Mitteilungen Nr. 193, S. 2-3

Schon für Horst Herold und die wehrhafte BRD im Kampf gegen die RAF war sie die große Zauberwaffe – für ihre Gegner allerdings direkt aus der Büchse der Pandora. Nach der Entscheidung der Karlsruher Richter, die am 23. Mai bekannt wurde, scheinen ihr allerdings die Zähne gezogen. Die Rede ist von der Rasterfahndung. Die HU hat Jahrzehnte vehement gegen ihren Einsatz gestritten. Aus der Überzeugung, dass es sich um eine Polizeimaßnahme handelt, die mit einem demokratischen Rechtsstaat nicht zu vereinbaren ist. Denn die Rasterfahndung zielt von Anfang an auf eine völlig unbestimmte Vielzahl von Bürgern. Es gibt keinen Tatverdächtigen, auch keine Tat, aber auch keine konkrete Gefahr, die auf eine mögliche Straftat hinwiese.

Technisch geht das in ungefähr so: zunächst wird abstrakt ein Täterprofil/Raster ersonnen (z.B. männlich, 30 Jahre, islamischen Glaubens). Anschließend wird das Profil an eine Vielzahl von Stellen übergeben. Diese sind gehalten, ihre personenbezogenen Datenbestände auf das vorgegebene Profil hin abzugleichen. Die „Treffer“ sind der Polizei zu übergeben. Die so gewonnenen Namen werden mit weiteren Dateien der Polizei abgeglichen. Am Ende wirft der Computer den Namen des potentiellen Täters aus. Dieser muss nur noch so lange beschattet werden, bis man ihn auf frischer Tat oder bei der Vorbereitung ertappt und festnehmen kann.

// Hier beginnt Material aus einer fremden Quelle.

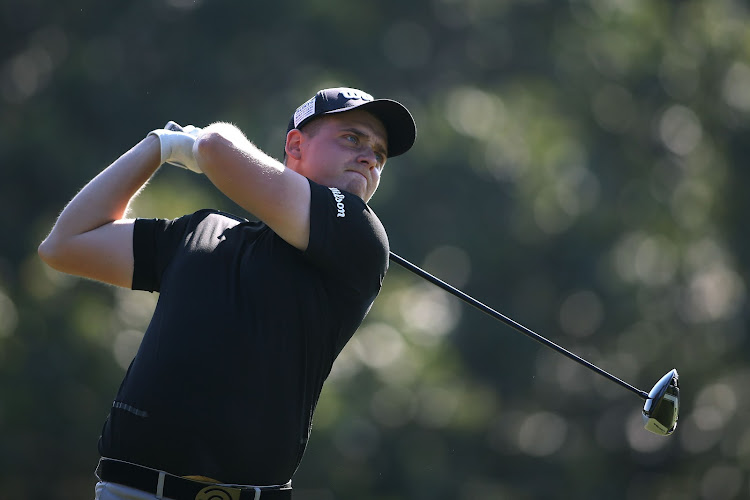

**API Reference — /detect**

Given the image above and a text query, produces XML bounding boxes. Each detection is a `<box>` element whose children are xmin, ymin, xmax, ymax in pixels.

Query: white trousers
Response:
<box><xmin>95</xmin><ymin>481</ymin><xmax>175</xmax><ymax>500</ymax></box>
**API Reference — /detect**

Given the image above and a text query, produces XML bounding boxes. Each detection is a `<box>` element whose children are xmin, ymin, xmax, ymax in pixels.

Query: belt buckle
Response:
<box><xmin>195</xmin><ymin>485</ymin><xmax>242</xmax><ymax>500</ymax></box>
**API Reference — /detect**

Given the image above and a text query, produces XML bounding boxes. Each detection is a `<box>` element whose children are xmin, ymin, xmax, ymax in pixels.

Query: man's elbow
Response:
<box><xmin>194</xmin><ymin>124</ymin><xmax>249</xmax><ymax>163</ymax></box>
<box><xmin>193</xmin><ymin>130</ymin><xmax>226</xmax><ymax>174</ymax></box>
<box><xmin>193</xmin><ymin>131</ymin><xmax>221</xmax><ymax>162</ymax></box>
<box><xmin>37</xmin><ymin>235</ymin><xmax>70</xmax><ymax>272</ymax></box>
<box><xmin>38</xmin><ymin>237</ymin><xmax>59</xmax><ymax>268</ymax></box>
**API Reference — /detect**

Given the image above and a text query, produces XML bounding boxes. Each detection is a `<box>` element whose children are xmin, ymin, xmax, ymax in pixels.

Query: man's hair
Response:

So weit die Theorie. Bis heute aber gibt es nur einen Fall, bei dem es heißt, es sei einer der RAF-Täter mit Hilfe dieser Methode gefasst worden. Gleichwohl: nach dem 11. September 2001 erlebte die Rasterfahndung ihr Comeback und einen traurigen Höhepunkt. Mögliche „Schläfer“ sollten gefasst werden. Sämtliche Landeskriminalämter traten in einer konzertierten Aktion und einem abgestimmten Schläferprofil an Registerbehörden, Ämter und Universitäten heran. Insgesamt 5,2 Millionen Datensätze wurden daraufhin an die Polizeien übermittelt. Von dort gingen sie an das Bundeskriminalamt, das weitere Abgleiche vornahm. Die Auswertung dauerte 18 Monate. Nicht ein einziger „Schläfer“ wurde gefasst.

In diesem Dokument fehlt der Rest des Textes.